= Mauritanian National Union =

The Mauritanian National Union (Union nationale mauritanienne, abbreviated UNM) was a political party in Mauritania. The party was founded in April 1959, as a merger between a dissident group in the Mauritanian Regroupment Party (PRM) and the Union of Natives of Southern Mauritania (UOMS). The foundation of the party took place in the run-up to the May 1959 legislative elections. Members of the party bureau of UNM included Hadrami Ould Khatrri (political secretary), Moussa Sall, Yacoub Ould Boumediana (chairman) and Ba Abdoul Aziz (administrative secretary). The UNM favoured unity with the neighbouring states in the Mali Federation.

The party had most of its support from the Black populations of southern Mauritania. The party could not contest the May 17, 1959 legislative elections, having been formed too soon before the polls. The party held its founding conference in July 1959, in Aïoun. At the conference, the party declared itself as 'the Mauritanian section of the Party of the African Federation' (PFA), a move reciprocated in a greeting from the PFA bureau two months later.

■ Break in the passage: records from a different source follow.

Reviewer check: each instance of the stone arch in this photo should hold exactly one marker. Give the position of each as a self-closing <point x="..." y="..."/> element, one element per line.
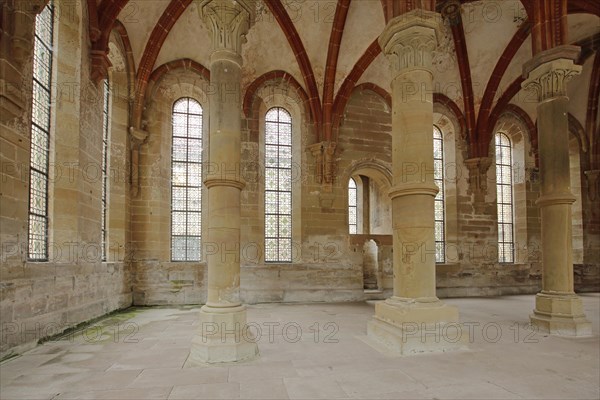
<point x="374" y="180"/>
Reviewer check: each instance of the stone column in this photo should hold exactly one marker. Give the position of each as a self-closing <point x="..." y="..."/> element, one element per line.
<point x="558" y="310"/>
<point x="407" y="322"/>
<point x="222" y="335"/>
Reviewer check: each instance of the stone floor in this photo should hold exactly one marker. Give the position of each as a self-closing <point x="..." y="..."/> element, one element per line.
<point x="311" y="351"/>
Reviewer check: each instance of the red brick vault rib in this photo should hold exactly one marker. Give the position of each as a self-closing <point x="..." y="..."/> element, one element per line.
<point x="343" y="94"/>
<point x="157" y="38"/>
<point x="337" y="31"/>
<point x="485" y="110"/>
<point x="288" y="28"/>
<point x="250" y="94"/>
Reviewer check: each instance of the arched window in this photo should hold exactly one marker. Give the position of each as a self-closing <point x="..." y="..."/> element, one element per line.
<point x="40" y="135"/>
<point x="438" y="166"/>
<point x="105" y="148"/>
<point x="186" y="181"/>
<point x="352" y="207"/>
<point x="504" y="191"/>
<point x="278" y="185"/>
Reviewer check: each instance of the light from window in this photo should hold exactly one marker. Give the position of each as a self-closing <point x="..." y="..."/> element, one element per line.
<point x="40" y="135"/>
<point x="278" y="186"/>
<point x="105" y="132"/>
<point x="352" y="207"/>
<point x="438" y="177"/>
<point x="504" y="198"/>
<point x="186" y="181"/>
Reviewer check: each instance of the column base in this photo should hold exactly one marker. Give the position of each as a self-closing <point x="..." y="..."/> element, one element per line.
<point x="560" y="314"/>
<point x="410" y="326"/>
<point x="223" y="337"/>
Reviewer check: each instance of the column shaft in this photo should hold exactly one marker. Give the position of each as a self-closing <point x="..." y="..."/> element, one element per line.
<point x="223" y="335"/>
<point x="404" y="322"/>
<point x="224" y="185"/>
<point x="558" y="310"/>
<point x="413" y="197"/>
<point x="557" y="254"/>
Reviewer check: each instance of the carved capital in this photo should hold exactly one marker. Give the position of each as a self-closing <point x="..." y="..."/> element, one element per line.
<point x="229" y="22"/>
<point x="478" y="168"/>
<point x="409" y="40"/>
<point x="592" y="180"/>
<point x="549" y="72"/>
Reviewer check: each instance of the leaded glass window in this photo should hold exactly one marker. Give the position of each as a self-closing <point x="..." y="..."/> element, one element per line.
<point x="278" y="186"/>
<point x="438" y="177"/>
<point x="105" y="133"/>
<point x="352" y="207"/>
<point x="504" y="198"/>
<point x="186" y="181"/>
<point x="40" y="135"/>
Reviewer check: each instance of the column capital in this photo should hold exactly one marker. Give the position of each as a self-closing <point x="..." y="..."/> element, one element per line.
<point x="409" y="40"/>
<point x="549" y="72"/>
<point x="229" y="22"/>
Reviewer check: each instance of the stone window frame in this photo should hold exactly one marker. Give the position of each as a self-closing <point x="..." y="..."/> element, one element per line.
<point x="118" y="200"/>
<point x="523" y="166"/>
<point x="271" y="100"/>
<point x="440" y="198"/>
<point x="202" y="158"/>
<point x="49" y="131"/>
<point x="106" y="130"/>
<point x="452" y="138"/>
<point x="353" y="203"/>
<point x="372" y="173"/>
<point x="506" y="222"/>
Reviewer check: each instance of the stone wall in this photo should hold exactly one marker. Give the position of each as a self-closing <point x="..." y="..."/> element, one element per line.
<point x="40" y="299"/>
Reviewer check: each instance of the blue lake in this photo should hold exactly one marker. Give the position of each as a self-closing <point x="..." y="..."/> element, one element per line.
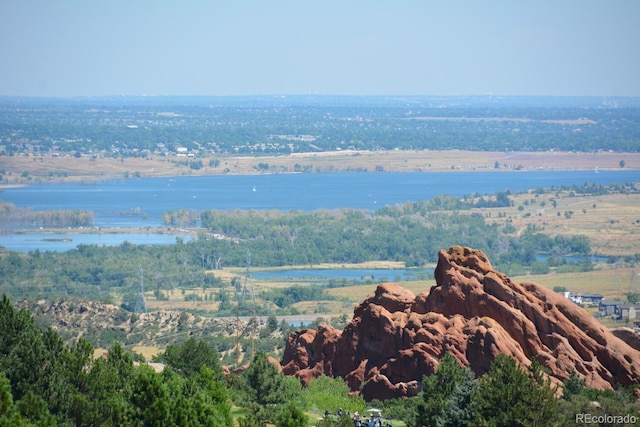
<point x="140" y="203"/>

In February 1960 Hadrami, Yacoubi and Ba were arrested, charged with conspiring against the integrity of the state.

Once the Mali Federation collapsed, the jailed UNM leaders were released. Subsequently the party moved closed to Moktar Ould Daddah. The party was pressured to align with PRM and on October 10, 1960 the two parties formed a united front. At a meeting held on June 30, 1961 leaders of PRM, UNM and the former Nahda agreed to merge their parties. Subsequently, the Mauritanian People's Party (PPM) was formed as the sole legal party in the country.